Hasbro (HAS): Part One - My Intro to the Toy Industry

Flipping through some 52-week low stock screens I run across Hasbro (HAS), see its relatively low P/E at 11, its comfortable dividend yield at 3.6 percent, and decide to dig in for a closer look. Here's a first blush check list that tells me its worthy of investing some time...

1. 10-year historical information at Morningstar shows decent performance in revenue growth and operating income while maintaining a respectable return on invested capital and a much better return on equity.

2. A glance at its balance sheet shows growing debt levels but the cash flows show no problem covering interest payments. 

3. Its statement of cash flows demonstrates a commitment to returning cash to investors in the form of consistent and growing dividend payments along with plenty of share repurchases over the past several years.
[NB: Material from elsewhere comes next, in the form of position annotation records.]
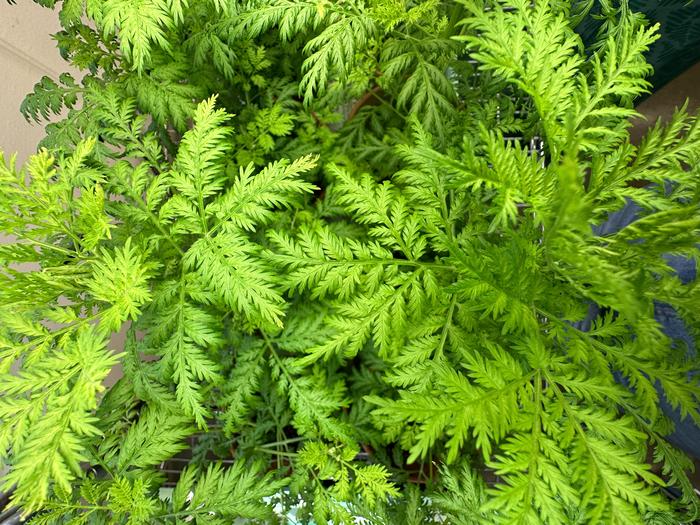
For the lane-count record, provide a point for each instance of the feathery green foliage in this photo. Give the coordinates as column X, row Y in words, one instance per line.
column 340, row 280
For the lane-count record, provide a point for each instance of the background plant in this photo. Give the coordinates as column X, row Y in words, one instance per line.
column 333, row 267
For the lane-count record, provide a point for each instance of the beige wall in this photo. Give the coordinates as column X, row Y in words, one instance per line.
column 27, row 52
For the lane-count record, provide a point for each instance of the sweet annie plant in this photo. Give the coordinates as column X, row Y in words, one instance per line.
column 340, row 283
Its need for capex is pretty low when compared to its cash generating abilities.

4. And finally, its website shows that it owns and/or licenses some real franchise brands like Transformers, G.I. Joe, Star Wars, Nerf, Monopoly, etc. I like strong brands. 

This looks promising, but I know almost nothing about the toy industry. I need to educate myself. Strangely enough, one of the first places I end up spending time is the investor relations page of arch rival Mattel where I start reading its Analyst Day presentation from October 2011 which attempts to answer these three questions: Why toys? Why Mattel? and Why now?

Seems a good place to start.

Mattel management presents a reasonable thesis that appears grounded in facts. Here are the key points:

  • The global toy market is growing, sporting a respectable 2.1 percent CAGR since 2007 despite strikes, recessions and epidemics and showing no reason it would slow down soon.
  • There are more kids today then ever before, and mothers keep popping 'em out.
  • Grandparents are growing as a demographic, and they spend $52 billion a year on their grandkids in the U.S. alone. As true a fact as you'll ever read...Grandparents are the biggest suckers the toy industry could ever hope for!
  • The middle class is growing like crazy in developing countries and more disposable income creates the desire to spoil your kids with brand-named toys.
  • The toy industry is largely recession resistant, actually growing during the 2001-2003 recession and doing five percent better than the rest of the S&P 500 during the 2008-2009 recession. Not to mention toys outperformed most other forms of discretionary consumer spending when things got tight for shoppers.


The gist of the rest...Mattel is very shareholder friendly with its cash, has incredible toy brands along with strong licensing partners, and it's poised to knock the proverbial ball out of the proverbial park as consumer wallets start opening up again.

Few senior executives make it to their high-salaried positions without honing some sales skills along the way. And as I finished listening to the Mattel presentation, I was ready to speed-dial my broker and grab me a slice of that pie. I like good brands! I like demographic tailwinds! I like global growth! I like shareholder friendly management!

Alas, it was trading at a premium to Hasbro (14x to 11x) and was much nearer to a 52-week high than Hasbro's low. Plus, I have a hard and fast rule about making impulsive investment decisions. I set out to evaluate Hasbro and the toy industry. Let's just digest this information for a night and see where our efforts lead us tomorrow.